Et si la Révocation de l’Edit de Nantes avait provoqué bien plus que la fuite des cerveaux ?

A l’heure où, pour fêter le 70e anniversaire du vote des femmes en France, un président qui s’était tant vanté de sa haine des riches et provoqué l’exil de tant de nos Depardieu ne trouve rien de mieux, au moment où il atteint des sommets d’impopularité, que de relancer un calamiteux débat sur le vote des étrangers

Qui rappelle, mis à par une chronologie du Parisien, que le Pays autoproclamé des droits de l’homme (sic) a été l’un des derniers pays européens à accorder le droit de vote aux femmes …

Bien après, de la Nouvelle-Zélande (1893) à la Grande-Bretagne (1918-1928), les pays anglosaxons et nordiques ?

Mais surtout qui prend la peine de rappeler, au-delà de ce tabou si tenace de l’argent et à l’instar de ses voisins latins, tout le temps que la France a perdu et probablement pas encore complètement rattrapé …

Par rapport à des pays protestants qui pour des raisons d’abord religieuses (tout fidèle, homme ou femme, se devant de lire la Bible pour lui ou elle-même) avait fait le pari précoce d’une universalisation de l’alphabétisation ?

De plus en plus d’électrices mais un déficit d’élues

Le Parisien

21 avril 2014

La a été l’un des premiers pays à instaurer le suffrage universel masculin en 1848, mais il a fallu près d’un siècle pour l’étendre à l’autre moitié de la population.

Un long combat.
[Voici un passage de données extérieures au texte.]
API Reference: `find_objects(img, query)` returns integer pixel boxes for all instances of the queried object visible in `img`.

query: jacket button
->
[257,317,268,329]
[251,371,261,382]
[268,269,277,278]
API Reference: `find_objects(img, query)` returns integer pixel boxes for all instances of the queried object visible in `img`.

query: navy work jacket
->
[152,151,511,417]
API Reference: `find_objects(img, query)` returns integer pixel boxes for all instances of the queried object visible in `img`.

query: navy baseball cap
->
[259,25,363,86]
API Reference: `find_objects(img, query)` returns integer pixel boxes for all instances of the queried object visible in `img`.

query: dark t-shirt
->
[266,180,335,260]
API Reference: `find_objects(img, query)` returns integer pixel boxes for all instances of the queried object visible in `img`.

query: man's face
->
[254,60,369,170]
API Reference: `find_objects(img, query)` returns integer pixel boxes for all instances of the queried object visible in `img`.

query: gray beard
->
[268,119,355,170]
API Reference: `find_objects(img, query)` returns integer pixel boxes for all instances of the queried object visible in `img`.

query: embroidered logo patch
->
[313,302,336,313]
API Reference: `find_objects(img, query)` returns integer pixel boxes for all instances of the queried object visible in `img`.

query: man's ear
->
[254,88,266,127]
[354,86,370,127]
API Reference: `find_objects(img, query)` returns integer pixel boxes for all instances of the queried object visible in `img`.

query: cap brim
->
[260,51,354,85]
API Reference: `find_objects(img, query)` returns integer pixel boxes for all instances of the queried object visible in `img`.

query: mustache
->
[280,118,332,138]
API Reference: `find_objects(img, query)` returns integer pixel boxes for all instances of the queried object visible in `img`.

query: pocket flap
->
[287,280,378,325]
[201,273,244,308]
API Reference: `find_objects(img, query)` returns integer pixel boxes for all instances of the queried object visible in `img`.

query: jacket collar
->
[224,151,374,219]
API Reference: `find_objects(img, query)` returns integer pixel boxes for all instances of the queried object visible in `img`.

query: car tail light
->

L’ordonnance de 1944 met fin à des décennies de rendez-vous ratés. Le Sénat avait retoqué plusieurs fois des propositions de loi pour accorder le droit de vote aux femmes, réputées sous l’emprise de l’Eglise, de peur qu’elles ne « renforcent les rangs conservateurs ». La Première Guerre mondiale et l’apparition de suffragettes françaises dans la lignée des Britanniques ont fait doucement évoluer le débat. C’est finalement la reconnaissance du rôle des femmes pendant la Seconde Guerre mondiale qui a permis aux Françaises d’obtenir leur précieuse carte d’électrice.

Elles s’abstiennent de moins en moins. En 1945, les femmes se sont déplacées en masse, mais ensuite, jusqu’aux années 1960, les Françaises se sont bien moins rendues à l’isoloir que les Français. L’écart de participation a oscillé entre 7 et 12 points. Les années 1970 ont été celles du décollage : au second tour des législatives de 1969, les femmes ont pour la première fois davantage participé que les hommes. Aujourd’hui, les niveaux d’abstention semblent identiques chez les deux sexes mais si les plus jeunes sont moins abstentionnistes que les hommes, c’est le contraire chez les plus âgées.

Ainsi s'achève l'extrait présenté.